Image for Seymour Gris: In love with the cold
Berlin winter, 1978. Courtesy of the Bundesarchiv

Tis’ the season. The season of expat whining. “Why did I move to Siberia?” Then the heating breaks down or the hot water goes cold or your throat turns into a bacterial menagerie. Your building manager or plumber or doctor has zero sympathy for you, just contempt for your pathetic Zugezogene – “one who has moved here” – arse. “Why, oh why, do I voluntarily choose to stay in this shabby collection of buildings situated on a frozen wasteland somewhere between Moscow and Paris, when I could be warming up under the Melbourne/Miami/Bali sun?” 

For one, you did it so you can stand around at a Weihnachts (or Winter-)markt shivering with a mug of Glühwein as you suffer from imaginary frostbite. And that suffering gives you immense pleasure. Cold makes life more life-like. Extreme temperatures get your blood pumping, a drama imposed from above that feels as your own biological survival is at stake. The pain of outdoor cold makes indoor warmth luxuriant. And the cruel devastation of a Central European winter makes you truly appreciate the miracle of spring: the first green shoots of life poking out of the hard grey earth some time in March that make you feel like crying with gratitude. I deplore winter holidays on some faraway, warm beach. It’s cheating, it’s chickening out from the full experience of making Berlin your home. You have to come back here anyway afterwards. So why not just stick it out?

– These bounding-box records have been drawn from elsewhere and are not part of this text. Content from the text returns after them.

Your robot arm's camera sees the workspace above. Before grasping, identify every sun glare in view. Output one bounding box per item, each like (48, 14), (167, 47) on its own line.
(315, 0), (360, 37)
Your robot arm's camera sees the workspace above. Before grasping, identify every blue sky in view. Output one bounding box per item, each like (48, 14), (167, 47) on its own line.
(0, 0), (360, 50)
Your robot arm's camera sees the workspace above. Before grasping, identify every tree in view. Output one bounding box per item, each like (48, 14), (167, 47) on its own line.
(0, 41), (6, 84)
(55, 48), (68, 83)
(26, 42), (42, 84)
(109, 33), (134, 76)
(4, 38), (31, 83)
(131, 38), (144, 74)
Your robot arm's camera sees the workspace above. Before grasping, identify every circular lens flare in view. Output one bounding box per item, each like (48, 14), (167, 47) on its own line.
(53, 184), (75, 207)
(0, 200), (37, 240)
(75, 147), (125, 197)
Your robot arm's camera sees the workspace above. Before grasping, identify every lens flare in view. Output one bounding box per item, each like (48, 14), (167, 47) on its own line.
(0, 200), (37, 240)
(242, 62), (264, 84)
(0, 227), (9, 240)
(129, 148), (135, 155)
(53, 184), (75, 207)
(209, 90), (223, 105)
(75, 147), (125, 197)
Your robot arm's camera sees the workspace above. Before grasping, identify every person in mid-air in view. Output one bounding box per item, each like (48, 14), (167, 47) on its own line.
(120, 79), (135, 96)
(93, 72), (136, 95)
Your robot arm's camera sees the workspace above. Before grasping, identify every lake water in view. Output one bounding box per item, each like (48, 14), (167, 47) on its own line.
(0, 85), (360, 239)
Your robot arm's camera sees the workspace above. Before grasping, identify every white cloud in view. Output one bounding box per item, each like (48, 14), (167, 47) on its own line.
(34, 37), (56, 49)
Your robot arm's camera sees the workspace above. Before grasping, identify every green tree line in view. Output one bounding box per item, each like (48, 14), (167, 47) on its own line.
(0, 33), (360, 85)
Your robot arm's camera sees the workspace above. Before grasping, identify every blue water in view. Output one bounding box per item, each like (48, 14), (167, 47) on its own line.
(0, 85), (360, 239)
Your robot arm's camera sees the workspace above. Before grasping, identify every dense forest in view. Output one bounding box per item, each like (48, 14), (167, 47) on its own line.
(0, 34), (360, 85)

I once spent a winter in Barcelona. It was so… so-so. Over the two months of pseudo-winter during which temperatures never dropped below 5 Celsius, this usually exuberant city became a dull, mediocre place. December there was lacklustre compared to the whole month of Christmas you get in Germany during Advent. The Mediterranean resembled a grey puddle. I shivered in my stony flat without heating or insulated windows. Where’s the fun in that?

If there’s one thing Berlin does well, it’s the run up to Christmas and New Year’s Eve. January is nice if there’s snow. The nightlife is beautiful in winter, relatively pub-crawl free and those long marches through the icy darkness make the club so much more amazing when you finally get there. February is saved by the Berlin Film Festival. In my book, March is the shittiest month on the Berlin calendar: a drizzly hangover between winter and spring. Only three months of cold to go. Enjoy it while it lasts.